Microsoft is letting developers know that the Windows Phone Marketplace will no longer accept Windows Mobile 6.x apps starting on July 15th. Developers will also no longer be able to change the prices or other information in the Marketplace after the 15th.
This isn’t quite the end of the road for Windows Mobile 6.x users though. You’ll be able to continue downloading apps from the Marketplace for the immediate future. You just won’t see any new apps in the Marketplace.
Of course, when Windows Mobile first hit the scene, there was no centralized app store. Instead users simply downloaded software from developer web sites or from third-party stores such as Handango or Mobihand. And you can still do that. But with Microsoft throwing its weight behind Windows Phone 7, killing off the Marketplace for earlier devices, and a diminishing number of Windows Mobile 6.x phones on the market, it might be time to consider upgrading if you want to be able to run the latest apps on your phone.

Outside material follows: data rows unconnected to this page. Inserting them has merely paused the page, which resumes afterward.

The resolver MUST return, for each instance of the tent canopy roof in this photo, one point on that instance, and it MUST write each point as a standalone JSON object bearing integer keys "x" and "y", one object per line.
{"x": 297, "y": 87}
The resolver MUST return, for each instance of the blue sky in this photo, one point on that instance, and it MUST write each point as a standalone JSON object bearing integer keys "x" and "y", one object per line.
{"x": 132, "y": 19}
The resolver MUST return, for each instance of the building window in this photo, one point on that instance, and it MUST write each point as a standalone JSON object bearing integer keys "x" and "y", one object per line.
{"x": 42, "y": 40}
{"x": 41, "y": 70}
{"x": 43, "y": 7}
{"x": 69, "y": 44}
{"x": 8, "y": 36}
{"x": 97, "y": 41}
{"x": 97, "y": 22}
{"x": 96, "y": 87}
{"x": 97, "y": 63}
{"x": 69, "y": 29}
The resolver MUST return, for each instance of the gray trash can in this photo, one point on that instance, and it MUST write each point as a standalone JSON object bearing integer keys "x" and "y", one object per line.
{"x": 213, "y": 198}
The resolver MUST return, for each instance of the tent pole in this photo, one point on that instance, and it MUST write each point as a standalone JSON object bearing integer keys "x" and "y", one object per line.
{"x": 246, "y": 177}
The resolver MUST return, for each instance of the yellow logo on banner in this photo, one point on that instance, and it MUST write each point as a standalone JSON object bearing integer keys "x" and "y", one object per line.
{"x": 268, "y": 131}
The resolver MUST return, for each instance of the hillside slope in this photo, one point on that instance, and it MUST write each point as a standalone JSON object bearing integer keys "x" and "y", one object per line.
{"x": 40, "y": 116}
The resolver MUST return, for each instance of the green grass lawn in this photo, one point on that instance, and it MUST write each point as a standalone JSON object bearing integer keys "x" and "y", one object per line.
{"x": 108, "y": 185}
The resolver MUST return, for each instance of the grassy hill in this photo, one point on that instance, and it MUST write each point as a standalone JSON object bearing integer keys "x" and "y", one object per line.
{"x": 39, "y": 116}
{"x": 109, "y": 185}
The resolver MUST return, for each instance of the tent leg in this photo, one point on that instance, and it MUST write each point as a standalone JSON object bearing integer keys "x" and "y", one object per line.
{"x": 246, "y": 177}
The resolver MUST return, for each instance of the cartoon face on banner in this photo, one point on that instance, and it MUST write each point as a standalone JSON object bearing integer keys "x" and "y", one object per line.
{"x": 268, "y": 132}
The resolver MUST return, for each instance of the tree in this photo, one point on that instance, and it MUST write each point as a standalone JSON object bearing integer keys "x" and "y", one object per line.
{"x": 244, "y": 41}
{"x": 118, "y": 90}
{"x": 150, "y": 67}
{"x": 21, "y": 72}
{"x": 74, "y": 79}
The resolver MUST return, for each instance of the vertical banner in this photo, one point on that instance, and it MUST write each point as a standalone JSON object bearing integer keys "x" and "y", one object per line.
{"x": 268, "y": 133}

When the iPhone debuted, it was years ahead of
its competition. It’s strength was so great, one could say it built the
AT&T wireless network. The quality has always been great, and the
phone was easy to use. As time progressed, companies such as HTC began
making phones that could compete with the iPhone that ran on better
wireless networks. I like Windows Mobile because of its great MS Office
integration with Outlook and Exchange, great developer tools, ease of
customization, and multitasking. That made it a developer magnet, and
attractive for technical and business users alike. The iPhone had no
multitasking in any end-user-usable sense of the word. Apple realized it
was no longer in the position it once was, and the iPhone is now also available
from Verizon. WP7 platform lacks some key strengths that grew the niche
that Windows phones laid claim to, and switched to a home entertainment,
multimedia focus to attract another type of user. Simultaneously, they have further locked down
the platform, making it more like the iPhone, and made the marketplace less developer-friendly. You don’t have to Google
much to learn that developers are leaving the iPhone and Windows platforms for
Android. It’s the third-party application developers that make the
operating system, as Windows desktop environment has so clearly illustrated. Non-technical user trends typically follow
technical users by 14 months. Microsoft has less weight than ever to
throw around in the cell phone market today, and the numbers are there to prove
it. With both Microsoft and Apple losing
market share, it doesn’t take a deep thinker to figure out where the BlackBerry users are migrating. All of this adds up to the heir
apparent being Android.
The world I would paint would be one where the same apps with a little
modification would run on the PC and phone.
My expectation of how this picture would be painted would be through
.NET. Concerning WP7, Larry Lieberman,
senior product manager for Microsoft’s Mobile Developer Experience, told eWeek:
“If we’d had more time and resources, we may have been able to do
something in terms of backward compatibility.” Maybe they should take that stance with Windows 8 too, (tic) Everybody knows its that the apps are what make
the platform. They have ceded what advantage they had. There is no precedent for a start-up OS to do well in the presence of another OS that has a lot of great apps as anyone who has attempted to challenge Windows in the desktop market will tell you. Due to Android, the developer community has taken renewed interest in Java, which is similar
to .NET. Java apps will run on any
platform, including Windows.
I, like most other developers, have made a big investment in knowledge and
applications for the Windows environment.
I like the organization, speed, and efficiency, yes you heard right, of the Windows
OS. Nothing with the same functionality of
Windows, comes close to beating Windows, and that comes from a guy who also
administers UNIX servers, and had worked with KDE on the desktop. Without the WP7 sequence of events, I
probably would not have checked out the Android API, their Java development environment, and how
the tools are much better than I expected.
My question to Microsoft is, WHAT are you thinking?